No but seriously. I lived in Delhi five-odd years ago and even though the city had changed dramatically from the sleepy capital that it was once upon a time, it was still a city deeply steeped in tradition. Sure, there were whispers even back then of the new-age chic one could spot in places like Hauz Khas and of course there was Khan Market where the diplomatic crowd gathered. (My memory of the Stephen Hawking talk at Siri Fort in 2001 bolsters this impression.) But Delhi in the popular national imagination was still the city of babudom and influence where you could have the world's most expensive car run over you but where culture meant whatever had been approved and paid for by the government.
That was the impression at least. In truth, it wasn't as if Delhi did not get the gigs.
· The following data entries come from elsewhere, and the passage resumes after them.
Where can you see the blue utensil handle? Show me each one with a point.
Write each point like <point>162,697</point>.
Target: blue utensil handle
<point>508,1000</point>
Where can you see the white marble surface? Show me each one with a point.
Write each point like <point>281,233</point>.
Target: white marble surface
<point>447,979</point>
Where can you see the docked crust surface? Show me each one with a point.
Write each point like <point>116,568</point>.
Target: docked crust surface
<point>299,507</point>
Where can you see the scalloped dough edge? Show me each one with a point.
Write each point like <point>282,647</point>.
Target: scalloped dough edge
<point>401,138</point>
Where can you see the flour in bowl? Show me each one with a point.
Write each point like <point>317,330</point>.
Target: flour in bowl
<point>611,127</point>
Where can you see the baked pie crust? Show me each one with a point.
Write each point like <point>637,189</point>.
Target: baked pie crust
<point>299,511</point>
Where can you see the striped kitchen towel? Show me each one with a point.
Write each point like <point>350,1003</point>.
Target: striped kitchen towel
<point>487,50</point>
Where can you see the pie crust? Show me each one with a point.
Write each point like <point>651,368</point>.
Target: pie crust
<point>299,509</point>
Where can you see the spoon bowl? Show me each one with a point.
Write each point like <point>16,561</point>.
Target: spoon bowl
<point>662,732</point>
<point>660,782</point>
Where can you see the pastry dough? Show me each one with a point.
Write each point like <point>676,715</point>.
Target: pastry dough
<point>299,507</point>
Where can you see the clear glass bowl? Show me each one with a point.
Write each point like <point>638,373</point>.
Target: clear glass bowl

When Bryan Adams toured India in 2011, he travelled to Delhi, Mumbai, Bangalore and Pune. But it was something about Delhi that made the idea of a gig there a highly niche affair, attended only by the "in-crowd". You felt that the city at large sniffed and looked askance at those performances.
Unlike Mumbai where it was Shiv Sena, that guardian of Marathi culture, which invited the King of Pop to perform as far back as 1996. I still remember a lustrous Sonali Bendre, dressed in a traditional sari, welcoming Michael Jackson with a pooja thali. Mumbai could carry off such blatant dichotomy without it coming across as a silly put-on. Delhi could not.
It was Mumbai, and to a lower extent Bangalore, where the real deal was. It was possible to spot young men in long hair and the occasional earring in these cities trying to rebel against the world and convert some of that sentiment into music. These people knew what they were talking about. I always had a hard time understanding the rebellion, to be honest, especially in genteel Bangalore, where these men (and they were mostly men) hailed from traditional backgrounds and returned to their simple meals and simpler homes after some rigorously violent head banging.
When these cities boasted underground clubs dedicated to, say, heavy metal, it made sense somehow, since these boys had carried around, or at least pretended to, a streak of rebellion. Delhi might have also had its pockets but one got the feeling that the pain there was not original. It was acquired, and the boys there were only imitating what they thought was "cool" or "trendy". Delhi was the perpetual follower, while it was the others that set the trends.
(I should mention here that my one memory of cultural bliss in Delhi was the piano hour at St Stephens College that I attended one afternoon during my brief stay on campus eons ago. But that was the only time I felt I had mistaken the city's cultural footprint.)
No more. After L'affaire Chris Martin, Delhi has truly arrived. And while the big players may have looked to the city even in the past, the kind of social media meltdown over this latest event will force one to revise one's so-far-sour impression of the city as India's potential cultural capital.